Other label changes may alter the shopping habits of people who find themselves concerned about weight gain, which also contributes to heart disease risk. Some serving sizes will change to more closely reflect what people typically eat. For example, a serving of ice cream will change from half a cup to two-thirds of a cup, and the sugar grams and calorie count will reflect that increase. A more outstanding calorie list would also make it easier for people to check calories in bread, yogurt, and other commonly eaten staples.

Potassium and Vitamin D

The addition of potassium and vitamin D to the label stems from recent research on the importance of those nutrients for health, together with the incontrovertible fact that most American diets don't provide much of either.

Foods wealthy in potassium help lower blood pressure. When selecting frozen or canned vegatables and fruits, select fruits which might be high in potassium and low in sodium, as sodium raises blood pressure, advises Dr. Rimm. Inadequate levels of vitamin D have been linked to heart problems, but why that's—and the way much vitamin D people really want—is unclear. Ongoing studies should make clear. Vitamin D is found naturally in lots of kinds of fatty fish, eggs and cheese. Milk, many breakfast cereals, and a few brands of yogurt and orange juice are fortified with vitamin D.

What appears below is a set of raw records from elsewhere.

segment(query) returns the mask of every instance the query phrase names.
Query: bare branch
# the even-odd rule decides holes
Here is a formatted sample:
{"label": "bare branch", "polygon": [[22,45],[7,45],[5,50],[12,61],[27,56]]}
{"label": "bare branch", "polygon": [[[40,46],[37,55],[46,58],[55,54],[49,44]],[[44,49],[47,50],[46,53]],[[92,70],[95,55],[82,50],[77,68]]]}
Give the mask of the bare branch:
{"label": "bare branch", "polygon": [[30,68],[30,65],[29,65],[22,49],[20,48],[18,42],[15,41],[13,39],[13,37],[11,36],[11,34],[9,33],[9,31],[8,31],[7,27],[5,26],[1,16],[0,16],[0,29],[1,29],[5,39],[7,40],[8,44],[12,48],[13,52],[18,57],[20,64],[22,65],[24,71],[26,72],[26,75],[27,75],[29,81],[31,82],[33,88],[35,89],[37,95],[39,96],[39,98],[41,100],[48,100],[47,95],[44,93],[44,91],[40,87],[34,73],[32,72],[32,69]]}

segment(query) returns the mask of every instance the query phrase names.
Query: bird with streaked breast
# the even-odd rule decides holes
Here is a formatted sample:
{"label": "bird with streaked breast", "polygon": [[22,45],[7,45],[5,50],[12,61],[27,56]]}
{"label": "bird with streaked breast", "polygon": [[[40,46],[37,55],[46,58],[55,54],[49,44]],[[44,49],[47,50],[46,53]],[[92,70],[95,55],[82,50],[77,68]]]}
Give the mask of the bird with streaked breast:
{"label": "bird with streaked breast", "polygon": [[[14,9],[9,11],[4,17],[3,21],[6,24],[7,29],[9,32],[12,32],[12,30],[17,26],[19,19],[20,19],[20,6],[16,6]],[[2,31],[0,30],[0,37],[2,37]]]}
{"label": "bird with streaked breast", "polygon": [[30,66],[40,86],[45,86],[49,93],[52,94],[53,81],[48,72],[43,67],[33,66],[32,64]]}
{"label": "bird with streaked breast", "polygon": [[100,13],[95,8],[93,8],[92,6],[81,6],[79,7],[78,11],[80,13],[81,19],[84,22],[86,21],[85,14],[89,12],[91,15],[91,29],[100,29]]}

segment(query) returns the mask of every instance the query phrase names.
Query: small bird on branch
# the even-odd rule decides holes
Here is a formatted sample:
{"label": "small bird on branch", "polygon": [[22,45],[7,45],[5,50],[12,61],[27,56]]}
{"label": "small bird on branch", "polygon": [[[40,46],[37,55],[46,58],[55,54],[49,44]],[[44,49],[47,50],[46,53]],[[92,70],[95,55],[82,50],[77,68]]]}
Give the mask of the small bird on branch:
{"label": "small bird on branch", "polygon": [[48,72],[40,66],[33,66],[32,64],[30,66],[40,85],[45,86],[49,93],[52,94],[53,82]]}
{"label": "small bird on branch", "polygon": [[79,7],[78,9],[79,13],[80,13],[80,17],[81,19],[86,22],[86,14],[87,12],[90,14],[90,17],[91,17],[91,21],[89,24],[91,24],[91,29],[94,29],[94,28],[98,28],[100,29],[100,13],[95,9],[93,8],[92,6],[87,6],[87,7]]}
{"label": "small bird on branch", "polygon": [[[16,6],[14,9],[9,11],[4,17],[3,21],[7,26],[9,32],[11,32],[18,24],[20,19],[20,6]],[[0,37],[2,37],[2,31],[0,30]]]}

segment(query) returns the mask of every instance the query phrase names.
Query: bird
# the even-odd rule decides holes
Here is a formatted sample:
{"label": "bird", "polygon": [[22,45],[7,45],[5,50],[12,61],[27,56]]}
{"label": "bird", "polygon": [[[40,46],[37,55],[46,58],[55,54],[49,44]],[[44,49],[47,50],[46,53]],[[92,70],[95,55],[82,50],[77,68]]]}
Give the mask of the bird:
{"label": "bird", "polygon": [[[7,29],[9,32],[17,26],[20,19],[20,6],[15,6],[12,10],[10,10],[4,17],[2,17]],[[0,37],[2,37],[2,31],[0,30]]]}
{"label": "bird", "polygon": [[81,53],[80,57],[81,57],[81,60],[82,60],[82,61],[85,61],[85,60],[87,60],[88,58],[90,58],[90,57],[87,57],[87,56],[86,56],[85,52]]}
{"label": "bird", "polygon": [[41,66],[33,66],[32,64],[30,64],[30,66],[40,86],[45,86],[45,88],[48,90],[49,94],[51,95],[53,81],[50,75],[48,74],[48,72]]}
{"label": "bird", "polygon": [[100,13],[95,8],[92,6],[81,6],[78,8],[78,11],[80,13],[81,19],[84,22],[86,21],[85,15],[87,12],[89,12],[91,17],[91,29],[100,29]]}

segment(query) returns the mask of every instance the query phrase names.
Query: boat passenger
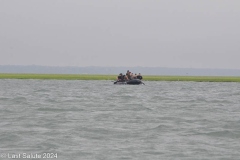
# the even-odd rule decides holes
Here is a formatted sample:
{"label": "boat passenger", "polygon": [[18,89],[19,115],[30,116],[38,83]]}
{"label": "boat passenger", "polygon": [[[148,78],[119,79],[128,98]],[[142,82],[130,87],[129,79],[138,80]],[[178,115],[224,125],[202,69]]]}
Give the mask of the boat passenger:
{"label": "boat passenger", "polygon": [[139,73],[139,74],[137,75],[137,79],[140,79],[140,80],[143,79],[141,73]]}
{"label": "boat passenger", "polygon": [[122,73],[120,73],[120,74],[117,76],[117,81],[121,81],[121,80],[122,80],[122,77],[123,77],[123,75],[122,75]]}
{"label": "boat passenger", "polygon": [[135,73],[135,75],[133,76],[133,79],[137,79],[137,73]]}
{"label": "boat passenger", "polygon": [[132,77],[131,77],[131,72],[128,71],[128,72],[126,73],[126,76],[128,77],[129,80],[132,79]]}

How to detect added sugars

Until revisions to the Nutrition Facts Panel turn into mandatory in mid-2018, it is advisable look closely at a product's ingredient list to see if it incorporates added sugars. Excludes Clear Ingredients (Sugar, Honey, Molasses), Added Sugar Agave Nectar, Cane Crystals, Corn Sweetener, Crystalline Fructose, Dextrose, Evaporated Cane Juice, Fructose, High Fructose Corn Syrup, Invert Sugar, Lactose , may appear as maltose. , or malt syrup.

A clever approach is to avoid products which have any of those added sugars at or near the highest of the ingredients list — or those who have several types of sugar scattered throughout the list.